While these two events were far from equivalent, they remain closely linked in the minds of the peoples of the south Caucasus, with Azerbaijanis believing to this day that the Armenian army acted as it did in Xocali precisely on the fourth anniversary of Sumgait in an act of revenge and Armenians pointing to Sumgait as the trigger of the greater tragedies of the war.
And as such, the two are wounds that show little sign of healing and thus represent important reasons why it is so difficult for Baku and Yerevan to reach an accord, reasons that all too often have been downplayed or ignored by outsider observers who need to more sensitive to long-ago events that remain very much alive.
This year’s anniversary is particularly important because it is the first Azerbaijanis have been able to mark the events of 1992 with the destroyed village of Xocali which is again under Baku’s control (https://www.kavkaz-uzel.eu/articles/39754 and trtrussian.com/politika-azerbaydzhan/32-goda-tragedii-v-hodzhaly-vspominaem-krovavuyu-stranicu-istorii-17131593).
The attention that has attracted has prompted Armenians to use the anniversary of the 1988 events to demand that the international community investigate and bring to justice those who carried out the attacks on ethnic Armenians in the Azerbaijani city of Sumgait and any who may have supported the attackers (kavkaz-uzel.eu/articles/39754).
A major reason why these events remain so much alive to this day is that there has never been the kind of thoroughgoing research into them that will allow both sides to share an understanding of what happened. Instead, there are competing descriptions of what occurred and many unanswered questions.
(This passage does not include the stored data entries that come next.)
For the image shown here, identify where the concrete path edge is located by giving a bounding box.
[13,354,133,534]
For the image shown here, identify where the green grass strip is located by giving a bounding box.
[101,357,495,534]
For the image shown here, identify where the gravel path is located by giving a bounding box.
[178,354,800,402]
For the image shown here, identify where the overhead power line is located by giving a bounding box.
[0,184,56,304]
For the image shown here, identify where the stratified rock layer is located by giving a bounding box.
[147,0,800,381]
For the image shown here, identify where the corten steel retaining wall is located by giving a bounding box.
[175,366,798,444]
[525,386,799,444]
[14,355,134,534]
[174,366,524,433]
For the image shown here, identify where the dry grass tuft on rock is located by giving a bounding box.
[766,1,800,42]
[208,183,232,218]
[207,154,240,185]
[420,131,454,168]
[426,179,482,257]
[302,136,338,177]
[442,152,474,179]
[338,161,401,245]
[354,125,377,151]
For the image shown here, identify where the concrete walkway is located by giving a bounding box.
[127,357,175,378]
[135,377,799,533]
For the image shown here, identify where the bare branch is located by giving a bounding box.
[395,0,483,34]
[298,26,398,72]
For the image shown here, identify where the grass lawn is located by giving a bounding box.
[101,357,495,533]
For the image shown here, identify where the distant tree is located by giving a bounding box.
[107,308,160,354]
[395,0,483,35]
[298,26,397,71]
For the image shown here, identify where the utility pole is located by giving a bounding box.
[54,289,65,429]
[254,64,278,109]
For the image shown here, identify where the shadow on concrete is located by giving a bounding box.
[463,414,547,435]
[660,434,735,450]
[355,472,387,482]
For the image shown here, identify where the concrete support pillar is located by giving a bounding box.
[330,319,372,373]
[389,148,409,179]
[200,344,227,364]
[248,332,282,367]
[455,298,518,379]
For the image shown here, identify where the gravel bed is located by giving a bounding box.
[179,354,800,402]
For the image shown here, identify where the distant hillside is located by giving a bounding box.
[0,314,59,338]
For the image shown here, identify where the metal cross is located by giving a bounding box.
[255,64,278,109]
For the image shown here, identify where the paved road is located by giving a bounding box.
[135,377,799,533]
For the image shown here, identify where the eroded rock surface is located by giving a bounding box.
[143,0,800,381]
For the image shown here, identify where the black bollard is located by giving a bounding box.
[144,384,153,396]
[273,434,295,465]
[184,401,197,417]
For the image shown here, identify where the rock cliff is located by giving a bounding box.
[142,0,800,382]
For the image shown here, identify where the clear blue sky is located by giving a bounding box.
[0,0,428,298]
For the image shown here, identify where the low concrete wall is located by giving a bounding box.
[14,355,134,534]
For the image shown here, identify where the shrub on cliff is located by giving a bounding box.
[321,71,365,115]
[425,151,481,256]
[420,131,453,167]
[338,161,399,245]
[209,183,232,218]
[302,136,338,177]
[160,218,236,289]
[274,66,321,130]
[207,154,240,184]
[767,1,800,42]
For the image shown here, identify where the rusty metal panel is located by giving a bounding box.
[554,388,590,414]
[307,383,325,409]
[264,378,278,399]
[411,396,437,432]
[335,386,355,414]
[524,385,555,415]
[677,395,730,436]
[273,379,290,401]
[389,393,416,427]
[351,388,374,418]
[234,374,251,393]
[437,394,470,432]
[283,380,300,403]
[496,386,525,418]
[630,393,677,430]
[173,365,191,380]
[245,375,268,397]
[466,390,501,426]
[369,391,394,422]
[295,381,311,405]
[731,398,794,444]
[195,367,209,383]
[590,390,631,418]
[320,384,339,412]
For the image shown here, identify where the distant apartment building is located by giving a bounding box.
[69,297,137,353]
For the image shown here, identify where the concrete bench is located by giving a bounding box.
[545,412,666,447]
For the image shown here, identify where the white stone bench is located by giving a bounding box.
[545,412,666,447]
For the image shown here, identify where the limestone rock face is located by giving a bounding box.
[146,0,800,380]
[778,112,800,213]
In terms of losses, the 1988 events in Sumgait were less directly the result of government policies, although many Armenians believe Azerbaijani officials were behind them, and claimed fewer lives. For four days in late February 1988, 26 Armenians and six Azerbaijanis died in ethnic clashes there, according to an initial investigation shortly after these events.
The Xocali tragedy in 1992 claimed far more victims and involved actions by the Armenian army and according to some was supported by CIS and Russian units. On the night of February 25-26, 1988, Armenian forces surrounded that Karabakh village of some 7,000 people, killed between 477 and 1,000 Azerbaijanis, and forced the survivors to flee.
Those responsible for both of these tragedies need to be identified brought to justice because until that happens no real peace will be possible in the south Caucasus however many declarations may be made and peace accords signed there may be.